Duffy also points to a potential $1.3 billion windfall from taxing oil production. “We are the only state in the country, the only governmental entity in the world, that does not tax oil companies for taking oil out of the ground,” Duffy said.
UTLA has also had to fight just to get its members paid. The union filed a lawsuit last June against the school board over a faulty payroll system, another factor in teachers’ mounting
frustration that peaked with the late-in.
UTLA teachers are considering another one-hour work stoppage in the fall in conjunction with the CTA.“The idea of a statewide teachers strike needs to be on the table,” said Pechthalt.

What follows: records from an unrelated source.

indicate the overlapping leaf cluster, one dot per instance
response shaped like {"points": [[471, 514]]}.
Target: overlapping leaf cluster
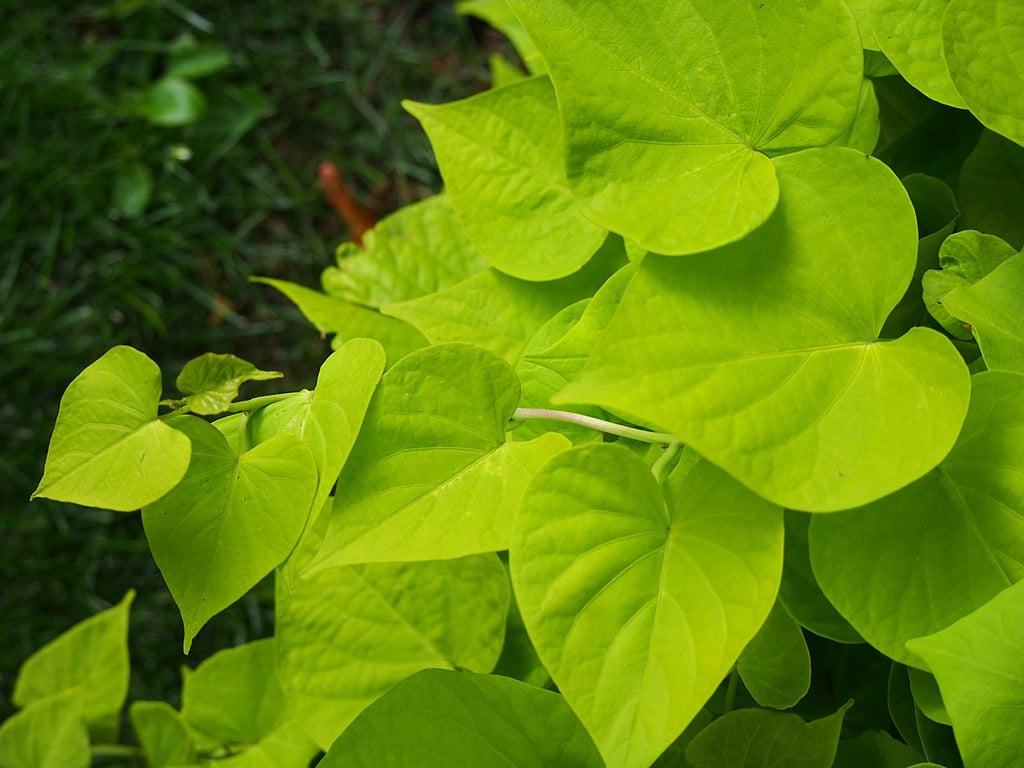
{"points": [[771, 251]]}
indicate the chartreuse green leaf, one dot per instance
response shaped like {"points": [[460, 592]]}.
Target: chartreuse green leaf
{"points": [[91, 658], [670, 134], [232, 519], [417, 251], [348, 634], [235, 699], [761, 738], [211, 381], [878, 750], [432, 475], [163, 734], [764, 357], [109, 449], [501, 155], [499, 15], [502, 313], [329, 314], [775, 667], [47, 733], [965, 258], [909, 33], [981, 41], [437, 718], [911, 563], [800, 594], [990, 192], [994, 308], [329, 419], [640, 601], [977, 662]]}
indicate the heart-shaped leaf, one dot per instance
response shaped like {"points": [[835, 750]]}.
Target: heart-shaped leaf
{"points": [[764, 357], [669, 135], [230, 521], [109, 449], [639, 602]]}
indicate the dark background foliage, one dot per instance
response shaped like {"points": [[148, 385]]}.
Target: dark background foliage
{"points": [[233, 194]]}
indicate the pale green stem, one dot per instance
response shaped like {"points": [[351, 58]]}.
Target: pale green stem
{"points": [[600, 425]]}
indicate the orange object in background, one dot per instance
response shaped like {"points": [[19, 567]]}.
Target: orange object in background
{"points": [[354, 215]]}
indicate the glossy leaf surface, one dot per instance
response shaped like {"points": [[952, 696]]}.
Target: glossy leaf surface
{"points": [[109, 449], [639, 602], [764, 356], [466, 720]]}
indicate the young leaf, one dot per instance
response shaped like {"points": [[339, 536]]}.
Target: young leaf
{"points": [[946, 544], [211, 381], [965, 258], [47, 733], [994, 307], [671, 111], [980, 41], [501, 155], [639, 602], [432, 475], [90, 658], [977, 662], [775, 667], [908, 32], [764, 357], [465, 720], [760, 738], [347, 635], [163, 734], [231, 520], [109, 449]]}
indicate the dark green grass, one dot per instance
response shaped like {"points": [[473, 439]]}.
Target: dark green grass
{"points": [[307, 82]]}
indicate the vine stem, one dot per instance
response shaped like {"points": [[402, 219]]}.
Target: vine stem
{"points": [[633, 433]]}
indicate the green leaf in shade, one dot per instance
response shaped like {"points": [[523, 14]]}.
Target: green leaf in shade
{"points": [[669, 136], [994, 307], [417, 251], [171, 101], [501, 155], [909, 33], [761, 738], [763, 356], [877, 750], [132, 189], [913, 562], [800, 594], [329, 314], [502, 313], [197, 60], [163, 734], [235, 698], [231, 520], [211, 381], [91, 658], [977, 662], [775, 667], [499, 15], [639, 602], [437, 718], [991, 188], [965, 258], [347, 635], [109, 449], [330, 419], [47, 733], [981, 40], [432, 475], [927, 695]]}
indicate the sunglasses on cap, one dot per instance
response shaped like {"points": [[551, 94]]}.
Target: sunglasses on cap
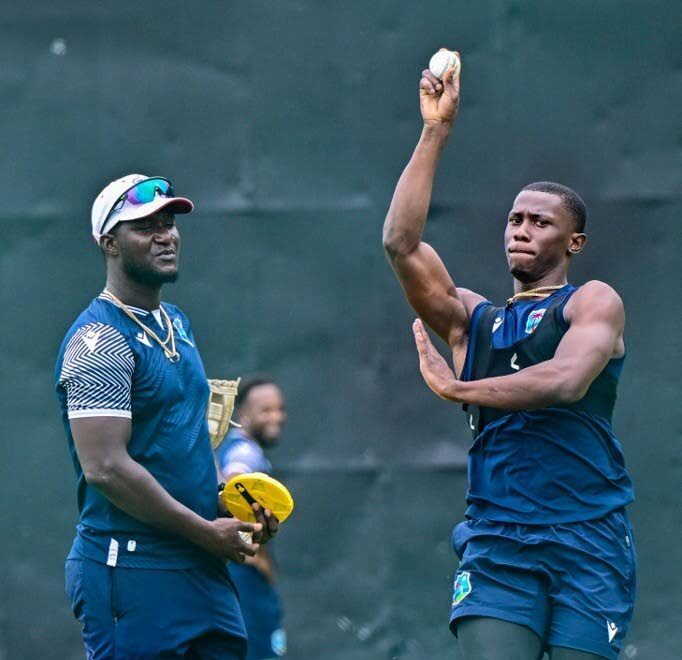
{"points": [[142, 192]]}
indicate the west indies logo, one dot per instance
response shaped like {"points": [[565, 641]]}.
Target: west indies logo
{"points": [[534, 319]]}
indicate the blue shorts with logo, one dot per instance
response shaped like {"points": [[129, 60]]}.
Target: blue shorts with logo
{"points": [[262, 612], [573, 584], [141, 613]]}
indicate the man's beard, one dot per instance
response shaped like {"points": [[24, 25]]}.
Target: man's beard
{"points": [[145, 274]]}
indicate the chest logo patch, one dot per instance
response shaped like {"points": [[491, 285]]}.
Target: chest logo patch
{"points": [[182, 333], [534, 319], [612, 630], [90, 339], [462, 587], [142, 337]]}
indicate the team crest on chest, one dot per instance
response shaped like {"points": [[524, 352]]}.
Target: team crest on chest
{"points": [[534, 319], [462, 587], [182, 333]]}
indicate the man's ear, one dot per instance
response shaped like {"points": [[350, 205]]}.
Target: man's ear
{"points": [[577, 243], [109, 245]]}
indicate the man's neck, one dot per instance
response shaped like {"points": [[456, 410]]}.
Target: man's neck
{"points": [[548, 279], [250, 436], [131, 293]]}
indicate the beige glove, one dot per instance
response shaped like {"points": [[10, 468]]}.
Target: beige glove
{"points": [[220, 407]]}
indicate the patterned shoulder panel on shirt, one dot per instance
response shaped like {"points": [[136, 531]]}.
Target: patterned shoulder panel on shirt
{"points": [[97, 372]]}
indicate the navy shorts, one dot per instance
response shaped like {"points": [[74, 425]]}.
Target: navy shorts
{"points": [[573, 584], [141, 613], [262, 613]]}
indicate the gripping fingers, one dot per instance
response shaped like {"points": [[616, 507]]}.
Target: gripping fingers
{"points": [[429, 84]]}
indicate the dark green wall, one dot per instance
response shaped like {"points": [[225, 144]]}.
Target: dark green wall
{"points": [[288, 123]]}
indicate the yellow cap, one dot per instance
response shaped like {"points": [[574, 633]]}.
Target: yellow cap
{"points": [[243, 489]]}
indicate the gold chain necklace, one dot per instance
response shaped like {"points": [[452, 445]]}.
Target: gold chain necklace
{"points": [[540, 292], [170, 353]]}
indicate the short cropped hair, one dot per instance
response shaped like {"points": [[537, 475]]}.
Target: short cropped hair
{"points": [[247, 384], [573, 203]]}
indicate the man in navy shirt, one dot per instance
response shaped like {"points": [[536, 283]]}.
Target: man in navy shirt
{"points": [[547, 554], [146, 573], [261, 412]]}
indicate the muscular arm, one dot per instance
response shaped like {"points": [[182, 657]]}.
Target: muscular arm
{"points": [[101, 444], [597, 319], [427, 285]]}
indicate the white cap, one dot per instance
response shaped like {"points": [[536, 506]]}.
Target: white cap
{"points": [[110, 195]]}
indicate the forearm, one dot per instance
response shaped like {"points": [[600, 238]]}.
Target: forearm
{"points": [[264, 564], [130, 487], [539, 386], [409, 208]]}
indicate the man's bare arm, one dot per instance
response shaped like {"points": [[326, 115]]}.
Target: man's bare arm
{"points": [[423, 276], [597, 322], [101, 444]]}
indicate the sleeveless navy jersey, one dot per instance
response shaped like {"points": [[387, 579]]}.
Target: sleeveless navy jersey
{"points": [[547, 466], [108, 366]]}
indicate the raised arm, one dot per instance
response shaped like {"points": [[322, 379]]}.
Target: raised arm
{"points": [[101, 445], [425, 281], [596, 318]]}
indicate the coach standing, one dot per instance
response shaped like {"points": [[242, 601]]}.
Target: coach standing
{"points": [[146, 572]]}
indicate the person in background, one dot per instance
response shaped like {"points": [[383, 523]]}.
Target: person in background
{"points": [[261, 413]]}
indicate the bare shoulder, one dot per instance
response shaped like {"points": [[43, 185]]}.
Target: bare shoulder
{"points": [[469, 299], [595, 298]]}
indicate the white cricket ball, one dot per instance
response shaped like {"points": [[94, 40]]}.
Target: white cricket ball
{"points": [[442, 61]]}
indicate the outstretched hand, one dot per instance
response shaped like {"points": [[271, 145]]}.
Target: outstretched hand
{"points": [[439, 99], [438, 376]]}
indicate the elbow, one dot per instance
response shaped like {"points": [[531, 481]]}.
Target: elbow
{"points": [[569, 391], [396, 244], [101, 475]]}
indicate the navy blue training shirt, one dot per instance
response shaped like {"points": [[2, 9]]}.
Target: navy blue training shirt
{"points": [[546, 466], [108, 366]]}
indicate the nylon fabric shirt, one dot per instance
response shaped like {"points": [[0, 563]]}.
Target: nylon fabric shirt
{"points": [[108, 366], [546, 466], [239, 454]]}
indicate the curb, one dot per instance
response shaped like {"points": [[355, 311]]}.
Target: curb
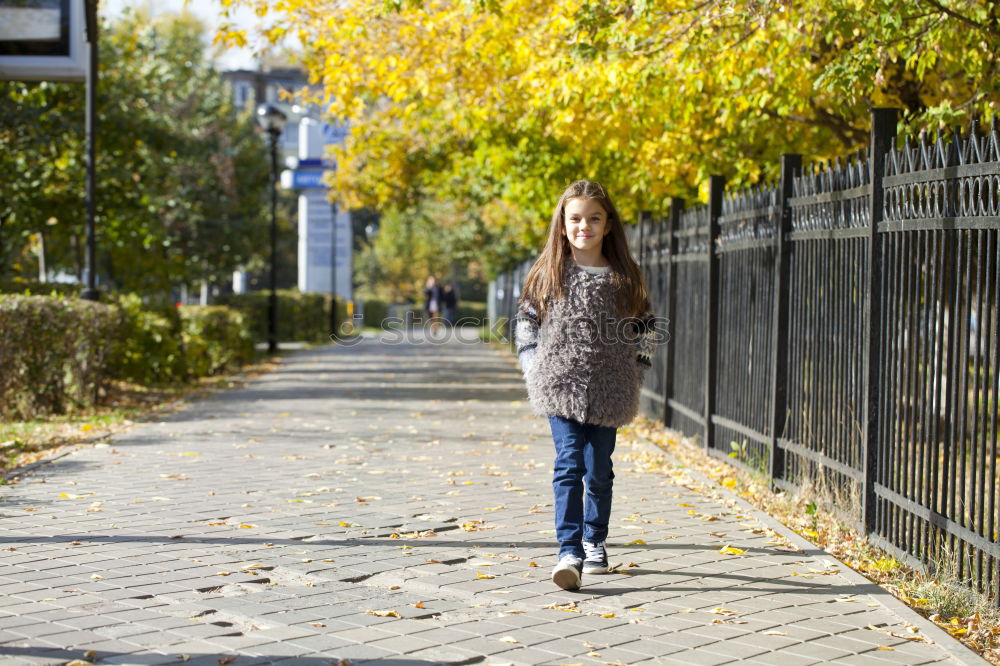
{"points": [[934, 634]]}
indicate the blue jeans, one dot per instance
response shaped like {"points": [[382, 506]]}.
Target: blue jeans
{"points": [[583, 460]]}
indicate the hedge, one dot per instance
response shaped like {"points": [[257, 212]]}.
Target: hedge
{"points": [[301, 316], [53, 353]]}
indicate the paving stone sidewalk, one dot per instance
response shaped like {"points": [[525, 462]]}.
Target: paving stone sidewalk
{"points": [[391, 501]]}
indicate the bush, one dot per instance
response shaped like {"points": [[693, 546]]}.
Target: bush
{"points": [[54, 353], [214, 338], [301, 317], [26, 287], [148, 349]]}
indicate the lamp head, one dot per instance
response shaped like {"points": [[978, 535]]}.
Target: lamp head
{"points": [[271, 118]]}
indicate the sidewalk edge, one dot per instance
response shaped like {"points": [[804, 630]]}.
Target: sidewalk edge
{"points": [[952, 647]]}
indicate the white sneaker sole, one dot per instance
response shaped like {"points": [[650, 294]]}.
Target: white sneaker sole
{"points": [[567, 579]]}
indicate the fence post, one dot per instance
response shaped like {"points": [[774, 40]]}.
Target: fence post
{"points": [[791, 165], [673, 222], [883, 138], [716, 185]]}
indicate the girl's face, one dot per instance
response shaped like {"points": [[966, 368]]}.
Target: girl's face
{"points": [[586, 223]]}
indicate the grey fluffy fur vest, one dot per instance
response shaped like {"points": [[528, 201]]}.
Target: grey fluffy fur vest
{"points": [[581, 362]]}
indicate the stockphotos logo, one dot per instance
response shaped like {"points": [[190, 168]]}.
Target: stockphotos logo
{"points": [[469, 330]]}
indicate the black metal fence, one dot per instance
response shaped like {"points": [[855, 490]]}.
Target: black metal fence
{"points": [[839, 329]]}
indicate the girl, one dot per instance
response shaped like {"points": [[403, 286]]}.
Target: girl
{"points": [[584, 336]]}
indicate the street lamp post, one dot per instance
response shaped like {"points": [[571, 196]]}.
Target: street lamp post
{"points": [[272, 120]]}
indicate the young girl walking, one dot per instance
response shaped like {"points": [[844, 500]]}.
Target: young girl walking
{"points": [[585, 335]]}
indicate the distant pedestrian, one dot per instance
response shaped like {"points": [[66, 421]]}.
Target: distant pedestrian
{"points": [[585, 337], [450, 304], [433, 298]]}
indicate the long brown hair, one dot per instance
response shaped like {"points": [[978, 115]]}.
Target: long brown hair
{"points": [[544, 281]]}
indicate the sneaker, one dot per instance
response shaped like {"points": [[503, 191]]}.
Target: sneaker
{"points": [[596, 560], [567, 573]]}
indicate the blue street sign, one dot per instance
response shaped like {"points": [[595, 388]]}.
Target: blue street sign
{"points": [[307, 179]]}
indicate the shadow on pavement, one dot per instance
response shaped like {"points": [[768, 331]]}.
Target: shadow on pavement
{"points": [[228, 659]]}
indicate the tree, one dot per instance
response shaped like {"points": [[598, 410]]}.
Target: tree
{"points": [[181, 176], [498, 104]]}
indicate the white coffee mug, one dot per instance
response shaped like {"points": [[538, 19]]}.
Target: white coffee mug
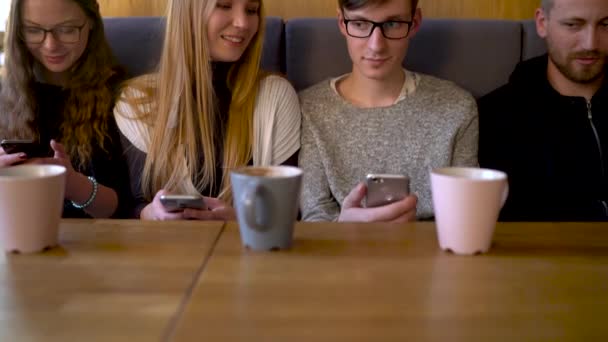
{"points": [[266, 201], [467, 202], [31, 204]]}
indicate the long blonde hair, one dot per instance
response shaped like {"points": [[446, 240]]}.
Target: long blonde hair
{"points": [[87, 110], [182, 114]]}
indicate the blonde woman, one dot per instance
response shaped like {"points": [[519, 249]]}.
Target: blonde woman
{"points": [[207, 110]]}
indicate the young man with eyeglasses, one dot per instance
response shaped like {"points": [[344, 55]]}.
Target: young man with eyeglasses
{"points": [[380, 118], [548, 127]]}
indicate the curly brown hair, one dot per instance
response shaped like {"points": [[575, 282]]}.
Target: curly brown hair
{"points": [[90, 94]]}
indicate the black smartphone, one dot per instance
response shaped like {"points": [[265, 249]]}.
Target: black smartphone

While pushing their big-picture strategy, UTLA teachers continue a protracted contract fight. After winning a 6 percent pay raise in early 2007, the latest round of contract talks produced an offer with no salary increase. Despite reports of a $700 million budget surplus last year, the school board has stonewalled teachers in negotiations for nine months.
After the June 6 action, the school board’s revised budget proposal removed the threat of teacher layoffs. But the board also unilaterally imposed furlough days for teachers, while capping health care spending without accounting for rising costs.
Teachers across California expect a long fight. “Students didn’t create this budget
crisis,” said CTA president David Sanchez. “And their education shouldn’t be ransomed to solve it.”